The second part of the input layer is the knowledge graph embedding matrix (K), which encode the relationships between the medical entities present in the clinical text with all related entities regardless of whether they are present in the clinical text or not. To this end, we extract from \({\textbf {w}}\) the most significant medical entities using a domain-specific Named Entity Recognition model .Footnote 2 This results in the sequence \({\textbf {t}}\) denoted as \({\textbf {t}} = \{t_1, t_2,...., t_m\}\), where m is the number of medically significant entities extracted by the entity extraction model. Using each entity \(j_j\), a Knowledge Graph is queried to obtain the knowledge graph embedding \(k_j\). Hence the knowledge graph embedding matrix becomes, \(K = \{k_1, k_2,...., k_m\} \in \mathbb {R}^{m \times d^{(k)} }\), where \(d^{(k)}\) denotes the dimension of the knowledge embedding. In this paper, we employed PyTorch BigGraph (PGB)[38] which is an embedding system provided by Meta ResearchFootnote 3 community. PGB learns the node and edges representations of massive knowledge graphs and embeds the nodes and relations in the graph. Its strength lies in the fact that it is trained on the large WikidataFootnote 4 knowledge graph with 78 million entities and 4131 relations and provides embedding of 200 dimensions. It is highly likely that the medical entities extracted from the clinical text exist in Wikidata and are connected to other medical entities with several relationship types. The word embedding matrix and the KG embedding matrix jointly serve as the input layer (i.e., clinical text representation) to the model.
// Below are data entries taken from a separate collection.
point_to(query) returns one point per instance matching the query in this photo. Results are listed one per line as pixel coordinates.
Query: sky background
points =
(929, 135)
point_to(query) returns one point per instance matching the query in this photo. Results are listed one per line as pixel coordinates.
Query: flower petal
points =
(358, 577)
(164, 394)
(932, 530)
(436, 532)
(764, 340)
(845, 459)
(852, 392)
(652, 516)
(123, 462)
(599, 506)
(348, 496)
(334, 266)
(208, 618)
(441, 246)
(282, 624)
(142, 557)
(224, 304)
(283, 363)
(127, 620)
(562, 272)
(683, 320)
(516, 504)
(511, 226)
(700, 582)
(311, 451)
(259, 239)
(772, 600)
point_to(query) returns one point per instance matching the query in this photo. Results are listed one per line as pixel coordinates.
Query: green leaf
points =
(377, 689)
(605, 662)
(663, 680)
3.3 Multi-filter convolution layer

To map the clinical text representation to the ICD codes, we followed the work of Li and Yu [22] by building a multi-filter 1-dimensional Convolutional Neural Network architecture. The strategy is to pass the varied length of texts through a parallel set of CNN networks. However, the kernel size is of different lengths for each CNN filter. Given p filters, the corresponding kernel size would be \(k_p\) and the convolution filter would be \(W_p \in \mathbb {R}^{k_p \times d^{(e)} \times d^{(c)}}\) where \(d^{(e)}\) is the input dimension and \(d^{(c)}\) is the output dimension. In general, the filter/convolution operation on a vector reduces the size of the output vector. However, in this approach, we aim to keep the size of the output vector the same as the input. To this end, the number of parameters is calculated as follows:

$$L_{{{\text{out}}}} = \left[ {\frac{{L_{{{\text{in}}}} + 2 \times {\text{padding}} - {\text{dilation}} \times ({\text{kernel}}\_{\text{size}} - 1) - 1}}{{{\text{stride}}}} + 1} \right]$$

By setting the stride = 1, dilation = 1, kernel_size = k, and padding = \(floor(\frac{k}{2})\), we can achieve our goal of same output size. With all these adjustments, the 1-Dimensional convolution operation can be formalized as:

$$\begin{aligned} \complement _{p,j}(E) = W_p^T \otimes E^{j:j+k_p-1} \end{aligned}$$
$$\begin{aligned} H_p = \sum _{j=1}^n \text{tanh}(\complement _{p,j}(E)) \end{aligned}$$

Here, \(\otimes\) represents a convolution operation and \(\complement _{p,j}\) indicates the output of \(p^{th}\) convolution where the input matrix position starts from j th row and ends at the row \(j+k_p-1\). \(H_n\) indicates the final layer output after the convolution output is passed though tanh activation for total n sequence of input and then concatenated (indicated by \(\sum\)) together.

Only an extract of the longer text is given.